2. The method of manufacturing ultra thin slab-shaped capillary structure for thermal conduction according to claim 1, wherein the slab-shaped capillary structure of the step (a) is formed by a knitted fabric, a fiber, a metal powder sintering, or a combination thereof.

3. The method of manufacturing ultra thin slab-shaped capillary structure for thermal conduction according to claim 1, wherein the extrusion method of the step (b) extrudes the surface of the slab-shaped capillary structure by a mold.

4. The method of manufacturing ultra thin slab-shaped capillary structure for thermal conduction according to claim 3, wherein the mold has an extruded surface opposite to the surface of the slab-shaped capillary structure, and the extruded surface has a plurality of narrow and long protrusions arranged with an interval apart from one another, and a flat portion is provided for separating each of the protrusions.
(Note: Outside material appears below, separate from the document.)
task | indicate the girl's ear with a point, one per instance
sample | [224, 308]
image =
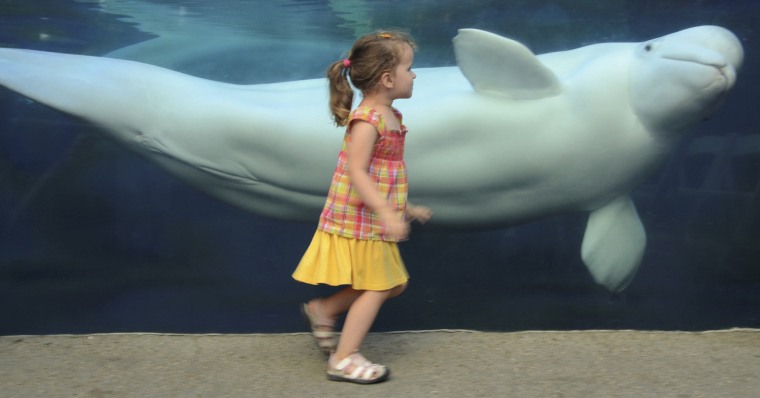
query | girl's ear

5. The method of manufacturing ultra thin slab-shaped capillary structure for thermal conduction according to claim 4, wherein each recessed portion of the slab-shaped capillary structure is extruded into a V-shape, an arc shape, a rectangular shape or a trapezium shape.

6. The method of manufacturing ultra thin slab-shaped capillary structure for thermal conduction according to claim 5, wherein the slab-shaped capillary structure has a partial hollow area punched and formed thereon.

7. The method of manufacturing ultra thin slab-shaped capillary structure for thermal conduction according to claim 5, wherein each recessed portion of the slab-shaped capillary structure has a penetrating hole punched and formed thereon.

8. The method of manufacturing ultra thin slab-shaped capillary structure for thermal conduction according to claim 5, further comprising a plurality of recesses extruded between the recessed portions of the slab-shaped capillary structure.

9. The method of manufacturing ultra thin slab-shaped capillary structure for thermal conduction according to claim 1, wherein the plate-like housing of the step (c) is formed by engaging a lower casing and an upper casing with each other vertically.

10. The method of manufacturing ultra thin slab-shaped capillary structure for thermal conduction according to claim 9, wherein the lower casing of the plate-like housing is extruded together with the slab-shaped capillary structure in the step (b).

11. The method of manufacturing ultra thin slab-shaped capillary structure for thermal conduction according to claim 1, wherein the plate-like housing of the step (c) is formed by pressing a circular hollow tubular member.

12. The method of manufacturing ultra thin slab-shaped capillary structure for thermal conduction according to claim 1, wherein the extruded slab-shaped capillary structure of the step (c) has a thickness below 0.1 mm.